Ricapitolando nella sua migliore annata Gabbiadini ha segnato 15 goal, Jovetic ne ha fatti rispettivamente 13 e 14, Bernardeschi ha ormai un obiettivo stagionale analogo, visti i 9 goal fatti fino ad ora. I tre insieme hanno una potenzialità di 45 goal (il che non significa che li segnerebbero naturalmente), mentre Chiesa non ha ancora segnato, ma è maturo per il goal. Ragionevole ipotizzare che i quattro attaccanti insieme abbiano una potenzialità di oltre 50 goal. Inoltre sono perfettamente compatibili, in quanto Jovetic occuperebbe il ruolo di centravanti, Bernardeschi quello di numero dieci alle sue spalle, Gabbiadini giocherebbe a destra e Chiesa a sinistra.
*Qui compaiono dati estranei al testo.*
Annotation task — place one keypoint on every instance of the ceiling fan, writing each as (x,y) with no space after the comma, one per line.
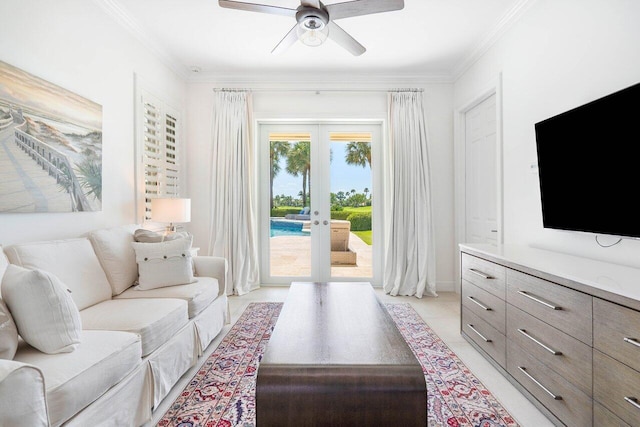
(315,20)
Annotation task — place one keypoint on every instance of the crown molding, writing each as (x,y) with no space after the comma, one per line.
(318,80)
(115,11)
(486,43)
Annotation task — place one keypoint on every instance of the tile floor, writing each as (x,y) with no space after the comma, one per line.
(441,313)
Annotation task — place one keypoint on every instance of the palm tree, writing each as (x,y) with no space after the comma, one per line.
(89,174)
(299,163)
(277,150)
(358,153)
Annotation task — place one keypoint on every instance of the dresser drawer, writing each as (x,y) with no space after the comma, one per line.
(484,274)
(561,353)
(616,332)
(489,339)
(569,404)
(566,309)
(602,417)
(487,306)
(617,387)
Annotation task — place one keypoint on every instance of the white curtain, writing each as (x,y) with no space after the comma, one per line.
(410,252)
(233,222)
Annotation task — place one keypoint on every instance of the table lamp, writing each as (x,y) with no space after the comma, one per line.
(171,210)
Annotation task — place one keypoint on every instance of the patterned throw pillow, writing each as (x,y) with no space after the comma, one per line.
(163,264)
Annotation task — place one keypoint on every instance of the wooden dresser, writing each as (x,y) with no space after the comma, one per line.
(564,330)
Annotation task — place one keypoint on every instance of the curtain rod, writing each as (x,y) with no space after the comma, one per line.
(317,91)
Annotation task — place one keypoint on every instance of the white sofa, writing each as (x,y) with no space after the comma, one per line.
(134,347)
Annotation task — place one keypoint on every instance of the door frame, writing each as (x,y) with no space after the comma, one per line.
(324,243)
(494,88)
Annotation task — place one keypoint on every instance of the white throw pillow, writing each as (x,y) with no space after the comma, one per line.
(42,307)
(163,264)
(113,248)
(8,333)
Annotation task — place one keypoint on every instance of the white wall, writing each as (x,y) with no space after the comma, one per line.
(559,55)
(289,104)
(75,44)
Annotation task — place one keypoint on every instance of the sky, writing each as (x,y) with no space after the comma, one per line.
(343,177)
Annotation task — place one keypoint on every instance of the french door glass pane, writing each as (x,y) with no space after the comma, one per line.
(350,201)
(290,198)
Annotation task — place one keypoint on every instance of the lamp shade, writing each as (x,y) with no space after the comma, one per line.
(171,210)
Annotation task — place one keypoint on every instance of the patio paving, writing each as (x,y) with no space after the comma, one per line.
(291,256)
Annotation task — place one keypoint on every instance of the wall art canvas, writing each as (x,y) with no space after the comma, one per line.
(50,146)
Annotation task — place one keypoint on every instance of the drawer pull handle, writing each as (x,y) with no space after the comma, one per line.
(478,333)
(480,273)
(546,347)
(632,341)
(540,301)
(478,303)
(546,390)
(633,401)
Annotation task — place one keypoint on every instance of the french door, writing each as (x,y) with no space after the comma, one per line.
(320,196)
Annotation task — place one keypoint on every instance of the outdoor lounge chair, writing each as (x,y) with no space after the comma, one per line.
(302,216)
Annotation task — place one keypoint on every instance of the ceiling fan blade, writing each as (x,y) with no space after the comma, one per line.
(252,7)
(362,7)
(312,3)
(341,37)
(287,41)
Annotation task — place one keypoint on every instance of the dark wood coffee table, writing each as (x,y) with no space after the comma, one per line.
(336,358)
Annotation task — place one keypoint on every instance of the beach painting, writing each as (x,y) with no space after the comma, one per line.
(50,146)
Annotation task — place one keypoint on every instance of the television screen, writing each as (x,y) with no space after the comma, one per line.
(589,166)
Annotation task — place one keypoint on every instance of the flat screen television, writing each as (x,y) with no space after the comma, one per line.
(589,166)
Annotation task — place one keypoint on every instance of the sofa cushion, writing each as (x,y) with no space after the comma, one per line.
(155,320)
(46,316)
(4,263)
(73,261)
(164,264)
(74,380)
(8,333)
(198,295)
(118,260)
(22,395)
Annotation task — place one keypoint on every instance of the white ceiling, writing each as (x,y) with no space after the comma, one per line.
(428,38)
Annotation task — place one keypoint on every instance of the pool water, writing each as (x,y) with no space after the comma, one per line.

Secondo me questo è un attacco molto più forte di quello attuale, dove il ruolo di esterno destro alto è sostanzialmente scoperto.

Ospite

Sconcertante risposta di Kalinic alla proposta cinese: dieci milioni all’anno sono pochi, avrebbe detto, occorre salire ancora!

Buridano
Ospite

la fiat è in crisi? arrivano notizie cattive su allegri, ripetute

Ospite

Sono notizie ricorrenti Buridano, come sono ricorrenti i dubbi che ad Allegri manchi quel surplus di sapienza tattica che serve per vincere in Europa contro allenatori come Guardiola o Enrique (benchè Conte, che non è poi così diverso da Allegri, in Inghilterra stia facendo bene). Evidentemente si pensa che il barocco Sousa possa essere l’allenatore giusto, e del resto Sousa ha un dna juventino importante. Se la Juve dovesse andare avanti in Champions comunque Allegri sarà presumibilmente riconfermato, come è accaduto l’anno scorso.